Prior to "zen" sports, most athletic endeavors were organized in local leagues or clubs, with regional, provincial and national advancement for those who excelled. In Canada at least, hockey remains a great example of a sport organized in a competitive hierarchy with the NHL at the top of the pyramid.

The companies that built the early Outdoors supply chain were primarily from Colorado and California - the North Face, Marmot, Sierra Designs, Patagonia (or as they used to known - Great Pacific Ironworks) and Osprey. Canada had a few contributors: Far West in Vernon and much later Arcteryx in Vancouver. For those of you with a really good memory, let's add Banana Equipment, Synergy Works, and Class 5 to the early incubator list. These three were also From California and Colorado.

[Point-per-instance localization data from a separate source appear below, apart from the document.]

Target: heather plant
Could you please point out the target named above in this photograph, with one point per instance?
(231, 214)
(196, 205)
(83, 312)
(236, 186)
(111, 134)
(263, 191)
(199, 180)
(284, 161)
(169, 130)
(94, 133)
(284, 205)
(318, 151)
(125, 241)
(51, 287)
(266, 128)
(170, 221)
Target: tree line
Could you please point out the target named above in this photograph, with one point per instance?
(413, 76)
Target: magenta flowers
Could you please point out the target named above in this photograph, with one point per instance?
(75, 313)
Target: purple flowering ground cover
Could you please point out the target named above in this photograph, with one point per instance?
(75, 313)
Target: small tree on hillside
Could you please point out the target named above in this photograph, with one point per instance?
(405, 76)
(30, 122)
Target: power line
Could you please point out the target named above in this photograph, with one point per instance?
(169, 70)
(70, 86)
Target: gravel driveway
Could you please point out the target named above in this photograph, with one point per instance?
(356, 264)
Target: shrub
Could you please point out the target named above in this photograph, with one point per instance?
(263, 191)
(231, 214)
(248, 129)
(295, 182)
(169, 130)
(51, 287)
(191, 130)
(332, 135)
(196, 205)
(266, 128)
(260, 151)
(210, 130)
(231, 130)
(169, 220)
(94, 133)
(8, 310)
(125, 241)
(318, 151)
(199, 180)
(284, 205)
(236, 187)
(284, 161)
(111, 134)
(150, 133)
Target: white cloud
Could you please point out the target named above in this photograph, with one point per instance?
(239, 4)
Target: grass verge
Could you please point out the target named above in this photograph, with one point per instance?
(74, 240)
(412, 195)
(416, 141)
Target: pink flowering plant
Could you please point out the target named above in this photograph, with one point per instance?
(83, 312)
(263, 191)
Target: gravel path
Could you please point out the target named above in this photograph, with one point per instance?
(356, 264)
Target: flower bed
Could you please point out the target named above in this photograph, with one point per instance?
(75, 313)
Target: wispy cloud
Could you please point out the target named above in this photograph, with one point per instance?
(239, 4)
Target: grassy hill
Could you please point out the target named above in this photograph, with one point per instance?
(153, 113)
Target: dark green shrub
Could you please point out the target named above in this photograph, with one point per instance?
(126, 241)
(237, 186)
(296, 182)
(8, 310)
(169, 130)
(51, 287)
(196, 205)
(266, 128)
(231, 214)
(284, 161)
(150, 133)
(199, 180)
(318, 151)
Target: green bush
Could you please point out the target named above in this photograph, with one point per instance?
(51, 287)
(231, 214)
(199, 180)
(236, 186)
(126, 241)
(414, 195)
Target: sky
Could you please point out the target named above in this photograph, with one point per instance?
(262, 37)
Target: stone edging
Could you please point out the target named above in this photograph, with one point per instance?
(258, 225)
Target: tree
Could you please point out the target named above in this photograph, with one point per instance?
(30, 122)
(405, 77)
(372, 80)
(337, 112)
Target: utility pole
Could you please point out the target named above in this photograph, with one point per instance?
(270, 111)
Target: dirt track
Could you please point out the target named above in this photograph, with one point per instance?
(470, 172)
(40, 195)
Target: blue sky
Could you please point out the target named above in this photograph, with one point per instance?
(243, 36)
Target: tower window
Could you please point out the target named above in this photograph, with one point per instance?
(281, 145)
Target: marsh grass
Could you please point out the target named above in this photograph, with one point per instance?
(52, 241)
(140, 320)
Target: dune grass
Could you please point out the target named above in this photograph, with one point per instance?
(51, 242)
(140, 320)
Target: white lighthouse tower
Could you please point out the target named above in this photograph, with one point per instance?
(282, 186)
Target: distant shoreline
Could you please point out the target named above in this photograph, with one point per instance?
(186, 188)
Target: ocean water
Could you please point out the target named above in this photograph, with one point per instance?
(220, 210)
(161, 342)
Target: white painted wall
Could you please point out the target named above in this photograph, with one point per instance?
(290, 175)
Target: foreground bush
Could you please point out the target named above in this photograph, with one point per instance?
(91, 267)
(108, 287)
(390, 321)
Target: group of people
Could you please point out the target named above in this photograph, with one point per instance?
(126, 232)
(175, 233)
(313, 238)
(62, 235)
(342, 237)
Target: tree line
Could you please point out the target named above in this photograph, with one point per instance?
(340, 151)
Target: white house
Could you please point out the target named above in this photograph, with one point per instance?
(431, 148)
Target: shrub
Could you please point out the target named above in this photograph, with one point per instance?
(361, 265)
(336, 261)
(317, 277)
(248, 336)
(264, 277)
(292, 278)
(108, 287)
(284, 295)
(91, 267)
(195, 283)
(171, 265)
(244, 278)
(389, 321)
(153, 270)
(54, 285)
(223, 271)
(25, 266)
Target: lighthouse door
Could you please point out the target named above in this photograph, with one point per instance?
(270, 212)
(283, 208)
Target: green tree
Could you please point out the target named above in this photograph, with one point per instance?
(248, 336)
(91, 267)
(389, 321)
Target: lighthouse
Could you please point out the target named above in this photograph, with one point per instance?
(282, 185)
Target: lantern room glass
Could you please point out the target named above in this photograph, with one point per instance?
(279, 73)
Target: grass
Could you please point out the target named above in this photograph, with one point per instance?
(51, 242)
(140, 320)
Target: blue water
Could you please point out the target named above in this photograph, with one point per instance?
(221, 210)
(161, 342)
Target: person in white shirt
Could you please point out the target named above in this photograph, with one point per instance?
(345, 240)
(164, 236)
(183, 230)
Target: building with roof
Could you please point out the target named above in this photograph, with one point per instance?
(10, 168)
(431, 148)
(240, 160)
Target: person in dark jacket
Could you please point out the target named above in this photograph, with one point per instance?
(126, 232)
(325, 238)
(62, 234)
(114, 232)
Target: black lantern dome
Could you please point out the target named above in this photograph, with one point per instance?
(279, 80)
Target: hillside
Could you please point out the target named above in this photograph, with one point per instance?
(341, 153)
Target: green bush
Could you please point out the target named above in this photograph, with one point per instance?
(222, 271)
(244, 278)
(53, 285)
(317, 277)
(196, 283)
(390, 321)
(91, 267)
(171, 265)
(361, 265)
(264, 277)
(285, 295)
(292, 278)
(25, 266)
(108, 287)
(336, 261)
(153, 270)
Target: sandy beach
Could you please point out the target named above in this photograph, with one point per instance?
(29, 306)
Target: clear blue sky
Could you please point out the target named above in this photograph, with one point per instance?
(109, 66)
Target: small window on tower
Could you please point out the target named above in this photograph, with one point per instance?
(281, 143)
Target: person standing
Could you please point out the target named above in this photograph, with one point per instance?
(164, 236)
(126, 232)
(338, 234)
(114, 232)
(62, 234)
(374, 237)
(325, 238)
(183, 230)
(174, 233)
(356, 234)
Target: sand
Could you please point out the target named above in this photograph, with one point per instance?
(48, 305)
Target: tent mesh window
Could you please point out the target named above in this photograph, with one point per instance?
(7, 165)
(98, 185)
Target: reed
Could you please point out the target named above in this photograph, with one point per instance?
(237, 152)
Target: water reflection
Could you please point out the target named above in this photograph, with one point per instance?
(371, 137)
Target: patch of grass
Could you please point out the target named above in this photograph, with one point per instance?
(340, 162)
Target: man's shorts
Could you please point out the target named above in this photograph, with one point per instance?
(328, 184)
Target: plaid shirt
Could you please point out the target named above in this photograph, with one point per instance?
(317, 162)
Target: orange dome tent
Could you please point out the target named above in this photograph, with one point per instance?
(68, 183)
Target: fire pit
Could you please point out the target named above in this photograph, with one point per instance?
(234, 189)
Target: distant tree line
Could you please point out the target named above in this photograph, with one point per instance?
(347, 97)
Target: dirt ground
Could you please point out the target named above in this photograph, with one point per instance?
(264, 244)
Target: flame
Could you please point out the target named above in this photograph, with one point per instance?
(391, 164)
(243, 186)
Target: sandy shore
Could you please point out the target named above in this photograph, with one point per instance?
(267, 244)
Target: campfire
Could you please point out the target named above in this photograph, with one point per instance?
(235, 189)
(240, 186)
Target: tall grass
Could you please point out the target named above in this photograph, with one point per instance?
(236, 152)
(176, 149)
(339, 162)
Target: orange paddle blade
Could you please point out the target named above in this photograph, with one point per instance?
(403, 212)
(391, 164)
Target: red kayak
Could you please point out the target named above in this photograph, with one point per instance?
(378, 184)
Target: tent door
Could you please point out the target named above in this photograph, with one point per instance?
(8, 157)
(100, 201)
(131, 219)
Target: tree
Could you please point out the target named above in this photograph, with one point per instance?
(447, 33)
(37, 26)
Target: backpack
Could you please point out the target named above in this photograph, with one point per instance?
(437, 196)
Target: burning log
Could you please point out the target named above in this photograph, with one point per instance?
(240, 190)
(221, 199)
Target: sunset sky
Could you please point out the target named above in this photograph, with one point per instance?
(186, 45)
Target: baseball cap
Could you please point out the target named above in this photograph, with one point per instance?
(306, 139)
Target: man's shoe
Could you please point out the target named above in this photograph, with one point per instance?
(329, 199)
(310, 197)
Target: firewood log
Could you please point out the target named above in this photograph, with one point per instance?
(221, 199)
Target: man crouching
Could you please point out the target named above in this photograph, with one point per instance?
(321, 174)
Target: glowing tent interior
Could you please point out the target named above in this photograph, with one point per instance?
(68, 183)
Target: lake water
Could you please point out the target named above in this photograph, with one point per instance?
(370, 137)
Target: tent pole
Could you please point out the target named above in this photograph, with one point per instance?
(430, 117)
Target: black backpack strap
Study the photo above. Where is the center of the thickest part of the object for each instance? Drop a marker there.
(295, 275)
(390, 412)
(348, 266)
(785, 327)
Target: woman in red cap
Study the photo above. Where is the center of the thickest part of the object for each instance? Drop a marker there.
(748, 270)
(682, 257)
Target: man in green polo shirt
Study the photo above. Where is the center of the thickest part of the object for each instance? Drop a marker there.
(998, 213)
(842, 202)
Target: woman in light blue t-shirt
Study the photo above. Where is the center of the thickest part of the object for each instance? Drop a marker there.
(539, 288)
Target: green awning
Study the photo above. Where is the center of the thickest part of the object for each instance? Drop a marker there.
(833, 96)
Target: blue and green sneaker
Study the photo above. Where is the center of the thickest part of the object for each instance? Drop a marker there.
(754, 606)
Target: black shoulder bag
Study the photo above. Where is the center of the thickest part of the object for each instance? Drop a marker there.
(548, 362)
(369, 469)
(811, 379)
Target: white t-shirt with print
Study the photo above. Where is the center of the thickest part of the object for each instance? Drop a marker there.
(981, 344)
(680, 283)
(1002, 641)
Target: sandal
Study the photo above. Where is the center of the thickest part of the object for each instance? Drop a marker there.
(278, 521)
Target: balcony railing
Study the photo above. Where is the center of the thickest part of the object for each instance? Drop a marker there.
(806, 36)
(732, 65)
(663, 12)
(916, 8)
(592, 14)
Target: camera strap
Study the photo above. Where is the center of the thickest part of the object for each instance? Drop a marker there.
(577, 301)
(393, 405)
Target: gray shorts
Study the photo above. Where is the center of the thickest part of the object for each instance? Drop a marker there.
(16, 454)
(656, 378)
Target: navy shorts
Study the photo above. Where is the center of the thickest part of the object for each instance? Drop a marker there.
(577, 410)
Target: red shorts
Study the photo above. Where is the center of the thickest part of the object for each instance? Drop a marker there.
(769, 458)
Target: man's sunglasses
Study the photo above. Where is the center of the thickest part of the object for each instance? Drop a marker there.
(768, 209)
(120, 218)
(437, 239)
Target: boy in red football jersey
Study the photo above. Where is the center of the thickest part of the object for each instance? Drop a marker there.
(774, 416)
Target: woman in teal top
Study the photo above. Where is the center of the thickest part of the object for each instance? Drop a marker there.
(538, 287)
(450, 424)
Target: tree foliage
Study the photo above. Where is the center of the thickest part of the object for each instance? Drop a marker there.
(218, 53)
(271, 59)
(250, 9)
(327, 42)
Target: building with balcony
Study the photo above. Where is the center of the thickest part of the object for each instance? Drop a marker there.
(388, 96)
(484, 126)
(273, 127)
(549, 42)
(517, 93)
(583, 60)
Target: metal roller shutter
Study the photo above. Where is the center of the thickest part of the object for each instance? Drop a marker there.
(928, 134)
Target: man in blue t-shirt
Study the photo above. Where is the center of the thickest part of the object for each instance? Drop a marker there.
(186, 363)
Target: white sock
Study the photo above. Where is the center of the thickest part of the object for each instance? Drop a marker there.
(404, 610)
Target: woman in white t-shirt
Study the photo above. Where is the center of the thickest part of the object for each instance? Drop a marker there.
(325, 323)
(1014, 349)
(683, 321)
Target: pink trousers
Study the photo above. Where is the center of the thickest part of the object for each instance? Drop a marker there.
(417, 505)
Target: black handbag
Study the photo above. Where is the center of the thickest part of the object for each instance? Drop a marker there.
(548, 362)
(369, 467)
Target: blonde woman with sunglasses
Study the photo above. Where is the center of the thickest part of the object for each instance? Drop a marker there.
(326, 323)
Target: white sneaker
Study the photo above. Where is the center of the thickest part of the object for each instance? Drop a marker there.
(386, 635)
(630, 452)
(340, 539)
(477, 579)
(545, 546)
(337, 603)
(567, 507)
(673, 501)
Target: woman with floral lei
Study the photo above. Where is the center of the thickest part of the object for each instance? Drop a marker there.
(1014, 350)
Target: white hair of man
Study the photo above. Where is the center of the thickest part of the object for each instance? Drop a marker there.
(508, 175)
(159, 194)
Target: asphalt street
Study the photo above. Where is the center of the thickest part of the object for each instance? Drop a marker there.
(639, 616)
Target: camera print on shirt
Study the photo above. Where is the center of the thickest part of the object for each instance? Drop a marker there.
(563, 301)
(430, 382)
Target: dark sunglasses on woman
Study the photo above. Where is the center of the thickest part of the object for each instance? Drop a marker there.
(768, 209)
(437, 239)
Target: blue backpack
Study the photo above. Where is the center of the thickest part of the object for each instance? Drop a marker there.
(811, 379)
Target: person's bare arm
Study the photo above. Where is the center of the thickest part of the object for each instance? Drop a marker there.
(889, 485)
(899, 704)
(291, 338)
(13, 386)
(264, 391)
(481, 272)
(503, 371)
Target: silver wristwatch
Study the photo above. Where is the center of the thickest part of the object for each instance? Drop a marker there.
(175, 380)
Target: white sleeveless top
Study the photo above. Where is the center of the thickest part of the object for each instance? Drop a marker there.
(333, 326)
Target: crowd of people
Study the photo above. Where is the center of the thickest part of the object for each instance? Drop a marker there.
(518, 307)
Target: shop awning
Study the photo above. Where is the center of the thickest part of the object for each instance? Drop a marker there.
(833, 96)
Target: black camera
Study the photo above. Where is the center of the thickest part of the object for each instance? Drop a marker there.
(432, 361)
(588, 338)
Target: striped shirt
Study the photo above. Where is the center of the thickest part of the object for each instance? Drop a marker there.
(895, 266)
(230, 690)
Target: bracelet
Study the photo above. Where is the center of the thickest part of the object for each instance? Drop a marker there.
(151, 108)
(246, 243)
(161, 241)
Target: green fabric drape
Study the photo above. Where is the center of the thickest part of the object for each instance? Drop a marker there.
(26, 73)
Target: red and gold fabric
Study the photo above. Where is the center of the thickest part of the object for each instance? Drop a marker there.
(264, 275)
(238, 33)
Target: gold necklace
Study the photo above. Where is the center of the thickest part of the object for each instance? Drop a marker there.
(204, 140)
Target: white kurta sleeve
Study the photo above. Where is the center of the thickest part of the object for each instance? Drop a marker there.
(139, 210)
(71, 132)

Much of the tech materials that have driven the innovation of premium recreational solutions for humans going outdoors was invented in the 1970s: Gore-Tex, Polartec, Primaloft, seam sealing, core-spun stretch yarns, rotomolding for boats, injection molding, high tenacity synthetic yarns in ever diminishing deniers, and powerful permanent gluing. A list of core outdoor innovation since 2000 would include carbon fiber, lithium batteries and LEDs, satellite communicators and digital mapping, photovoltaics, and all the new technology to lessen or eliminate enviro impact.

As new, optimistic and forward looking as "the suburbs" were after WW2, the burbs were basically about moving indoors - outdoors was paved and lawned in rectangular chunks. By the time the 60s arrived, young people desperately wanted to get back outside - away from all the pavement, stop signs and "ticky tacky boxes all in a row". To the wilderness!

The Great Globalization trend that began in the 1980s that started blending people and cultures, also moved manufacturing offshore. For the past 40 years, the Outdoors supply chain has delivered better and better products every year, at ever lower prices.

Today, humans have become hybrids, mostly human and part digital - completely immersed in connectivity and technology. Connectivity has extended each of our voices to be global, our formative travels and journeys are global, and even our empathy and politics are becoming global. We may relate closely to people in Africa, spiritualists in India, listen to inner city musicians, or sympathize with distant refugees more than our neighbours next door.

Local food supply, music and culture here in Canada are easy to take for granted. But when we return from our travels to exotic distant lands and cultures, what we have grown up with locally comes into focus as being likewise remarkable, unique and valuable. Distant travel gives us context and perspective.

The Outdoor choices Valhalla Pure offers reflect these macro and social trends - this blending of local with distant. We have a mix of Arcteryx and Delta boats from Vancouver, Icebreaker from New Zealand, Norrona, Helle and Kari Traa from Norway, Montane from the U.K., Mammut from Switzerland, DPS skis, Black Diamond and KUHL from Salt Lake City, Petzl and Black Crows from France and LaSportiva, Garmont and Scarpa from northern Italy. And our shop staff include folks from Holland, America, China, UK, and Switzerland.

Those original legacy Outdoor brands from California suddenly have some serious competition. We ARE International! And still the mountain wilderness touches people's lives as powerfully as ever. Bit by bit, we are doing it better, more safely, and with more awareness each passing season.